Abrocitinib is currently being developed by Pfizer for the treatment of atopic dermatitis (eczema). It is an investigational oral once-daily Janus kinase 1 (JAK1) inhibitor.
The JAK/STAT pathway is an important factor in inflammation and itch in atopic dermatitis. There are multiple receptors and signaling cascades involved in eczema related inflammation and itch, one of these is the JAK/STAT pathway.
Cytokine signaling is responsible for sustaining the inflammatory response in both the acute and chronic phases of eczema. The following cytokines are part of the JAK/STAT pathway and by inhibiting them, improved eczema may be seen if the studies work.
- IL-4, IL-13, IL-31, TSLP and IL-22 are key cytokines responsible for maintaining inflammation and itch in atopic dermatitis.
- IL-31 and TSLP are key itch cytokines in atopic dermatitis, while IL-4 and IL-13 also contribute to pruritis.
- IL-4, IL-13, and IL-31 can bind to receptors on sensory neurons in the skin leading to chronic pruritis through a non-histamine-dependent pathway.
In previous blog posts we have discussed the importance of some of these cytokine signaling pathways used for eczema.
Cytokine binding and subsequent signaling occurs via the JAK/STAT pathway.
- The JAK family has 4 members: JAK1, JAK2, JAK3, and TYK2
- After a cytokine binds to its receptor on the surface of a target cell, cytokine receptors dimerize, bringing JAK pairs into close proximity.
- The JAKs then phosphorylate members of the STAT family, which translocate to the nucleus and affect gene transcription to perpetuate inflammation and itch.
The burden and impact of atopic dermatitis is immense. It is estimated to 7.2% of adults and 10.7% of children in the U.S have it. 46% of patients report limited disease control or uncontrolled atopic dermatitis. Up to 87% of adults wake up at night due to itching. Up to 60% of children experience sleep disruptions caused by their disease. Lack of sleep can cause poor performance in school. There is a large psychological impact with sleep disorders, anxiety and depression related to atopic dermatitis.
There are a lot of different treatments available for atopic dermatitis, Abrocitinib would be for the more severe eczema who have failed conventional therapy.

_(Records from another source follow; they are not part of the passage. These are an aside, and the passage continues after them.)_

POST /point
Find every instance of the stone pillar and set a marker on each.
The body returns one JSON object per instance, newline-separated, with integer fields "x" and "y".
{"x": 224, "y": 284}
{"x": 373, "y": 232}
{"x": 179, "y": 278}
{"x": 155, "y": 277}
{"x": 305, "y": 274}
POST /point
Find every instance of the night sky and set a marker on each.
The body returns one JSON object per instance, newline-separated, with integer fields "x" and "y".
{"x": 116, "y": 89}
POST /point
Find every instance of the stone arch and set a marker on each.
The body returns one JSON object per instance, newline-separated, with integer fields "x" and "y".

Recently Pfizer announced positive data from one of its trials. Positive top-line results from the Phase 3 JADE TEEN study of abrocitinib, an investigational oral once-daily Janus kinase 1 (JAK1) inhibitor, in patients 12 to <18 years of age with moderate to severe atopic dermatitis (AD) who were also on background topical therapy. Both doses of abrocitinib met the co-primary endpoints and were generally well tolerated.
Other trials as well have showed good results. Phase 3 results show abrocitinib safe, effective for atopic dermatitis
Abrocitinib currently doesn’t have a brand name or a price yet. Further studies will need to be done on Abrocitinib before its approved. The most common adverse effects seen are upper respiratory tract infection, headache, nausea, and diarrhea.

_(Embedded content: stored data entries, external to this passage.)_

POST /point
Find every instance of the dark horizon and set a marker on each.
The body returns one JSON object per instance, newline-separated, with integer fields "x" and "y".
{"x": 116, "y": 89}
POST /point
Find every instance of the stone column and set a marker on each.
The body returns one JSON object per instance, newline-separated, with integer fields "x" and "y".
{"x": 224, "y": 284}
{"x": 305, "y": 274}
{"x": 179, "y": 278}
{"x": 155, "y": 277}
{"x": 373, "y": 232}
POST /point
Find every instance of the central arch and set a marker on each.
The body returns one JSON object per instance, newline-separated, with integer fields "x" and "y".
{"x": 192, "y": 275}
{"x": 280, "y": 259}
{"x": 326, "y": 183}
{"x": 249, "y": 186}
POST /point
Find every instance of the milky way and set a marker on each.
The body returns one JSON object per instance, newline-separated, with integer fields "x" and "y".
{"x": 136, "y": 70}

The Lancet recently published a phase 3 randomized placebo controlled trial (JADEMONO-1) to assess the efficacy of abrocitinib. Improvements in pruritis and disease burden were observed at week 2 of treatment and continued throughout the rest of the 12 week study. Notably it was well tolerated. This supports abrocitinb as a potential treatment for atopic dermatitis, although further studies with longer duration of treatment are required.